Solow’dan günümüze, teoride birçok yenilik yapılmıştır. Bunlardan en önemlisi teknolojinin “endojen” olduğu durumları inceleyen modellerdir. Paul Romer, Robert Lucas, Sergio Rebelo gibi iktisatçılar, beşeri sermayeye yatırım ve inovasyon kanalıyla teknolojik gelişmenin ekonomiye içsel hale geldiğini ve bu yatırımların belli bir birikim (spill over) etkisiyle fizikî sermayedeki azalan getirileri telafi ederek artan getirilere yol açtığını vurgulamışlardır. Tabii ki, bu iktisatçılar da devletin hiç müdahalesi olmadan kapalı ekonomi ve tam rekabet şartları altında modellerini kurmuşlardı. Genel olarak Endojen Büyüme modelleri olarak adlandırılan, bu modellerde uzun dönem büyüme oranı Solow’un parametrelerine ek olarak yeni bir parametreye daha bağlıdır: Beşeri Sermaye’nin büyüme hızı. Beşeri sermaye, bir toplumdaki birikmiş bilgi ve eğitim düzeyidir. Eğer düşünce özgürlüğü ve demokrasiyi tam olarak sağlar ve özellikle teknoloji geliştirecek fizik ve kimya gibi müspet ilimlerde adam yetiştirirseniz, o zaman ekonomi Solow’un iddia ettiğinden daha hızlı bir büyüme oranına ulaşır. Burada önemli olan nokta şudur: Büyüme yine piyasa eliyle olacaktır, devletin bu işe karışması hiçbir sonuç vermeyecektir. Hemen, güzel bir örnek olarak, müteveffa Steve Jobbs gösterilir.  Buradan ne anlıyoruz? Bu iktisatçılar ve onların ülkemizde ki şakirtleri (tabii bizim gibi gelişmekte olan ülkelere) mealen diyorlar ki: “Ne fabrikası, ne altyapısı, bunlarla uğraşmayın. Siz aydınlık yarınlara ulaşmak istiyorsanız, Fen Lisesi açın, teknik eğitime yönlenin, bol bol fizikçi, kimyacı ve mühendis yetiştirin. Beşeri ilimler boş işlerdir, iktisatçılık, sosyologluk, edebiyatçılık ve tarihçilik gibi alanlar boşa kürek çekmektir. Siz mükemmel arabalar yapın, ama şoför yetiştirmeyin. Bizde yeterince şoför var. Sizin arabanızı biz süreriz.”
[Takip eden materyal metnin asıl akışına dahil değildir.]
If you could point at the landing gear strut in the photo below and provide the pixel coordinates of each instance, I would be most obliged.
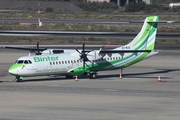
(17, 79)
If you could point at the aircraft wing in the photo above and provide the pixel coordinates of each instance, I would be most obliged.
(123, 51)
(26, 48)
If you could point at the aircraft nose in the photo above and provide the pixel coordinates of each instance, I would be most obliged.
(12, 70)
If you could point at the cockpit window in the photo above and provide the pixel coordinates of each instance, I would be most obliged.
(23, 61)
(20, 61)
(29, 61)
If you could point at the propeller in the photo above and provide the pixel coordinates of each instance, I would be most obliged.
(37, 51)
(83, 55)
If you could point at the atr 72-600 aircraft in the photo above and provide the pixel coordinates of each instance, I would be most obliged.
(81, 62)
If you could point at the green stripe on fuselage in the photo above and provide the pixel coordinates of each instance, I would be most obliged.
(14, 66)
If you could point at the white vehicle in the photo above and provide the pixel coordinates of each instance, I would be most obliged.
(81, 62)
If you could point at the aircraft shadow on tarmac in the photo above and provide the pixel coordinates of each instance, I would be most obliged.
(129, 75)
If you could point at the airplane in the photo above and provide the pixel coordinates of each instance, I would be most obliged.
(89, 62)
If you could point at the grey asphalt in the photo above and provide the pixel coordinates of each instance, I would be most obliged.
(138, 96)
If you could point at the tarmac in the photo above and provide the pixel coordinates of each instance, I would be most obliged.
(137, 96)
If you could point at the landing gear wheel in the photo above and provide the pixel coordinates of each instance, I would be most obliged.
(92, 75)
(17, 79)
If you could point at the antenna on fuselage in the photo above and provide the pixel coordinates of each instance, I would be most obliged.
(39, 12)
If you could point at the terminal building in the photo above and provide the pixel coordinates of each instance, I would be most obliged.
(121, 2)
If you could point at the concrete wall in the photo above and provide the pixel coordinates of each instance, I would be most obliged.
(98, 0)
Gelişmekte olan ülkelerin temel hedefi gelişmiş – sanayileşmiş – emperyalist ülkelerle aralarındaki farkı kapatmak olmalıdır. Eğer, emperyalist ülkelerden gelen bu tavsiyelere uyarsak, yani “piyasa dostu” bir büyüme modeli tercih edersek olacağı şudur: 

• Sosyal bilimler, felsefe, tarih ve benzeri alanlardan ziyade, müspet ilim alanlarına eğitimi kaydırırız, 

• Devletin bir kalkınma politikası varsa da onu lağvederiz, 

• Merkez Bankası’nı küresel finans sisteminin ülkemizdeki temsilcisi yapacak hedefler ve stratejilerle donatırız, 

• Piyasalarımızı alabildiğince yabancı sermaye açarız 

• Sanayideki bütün kamu tekellerini özelleştiririz.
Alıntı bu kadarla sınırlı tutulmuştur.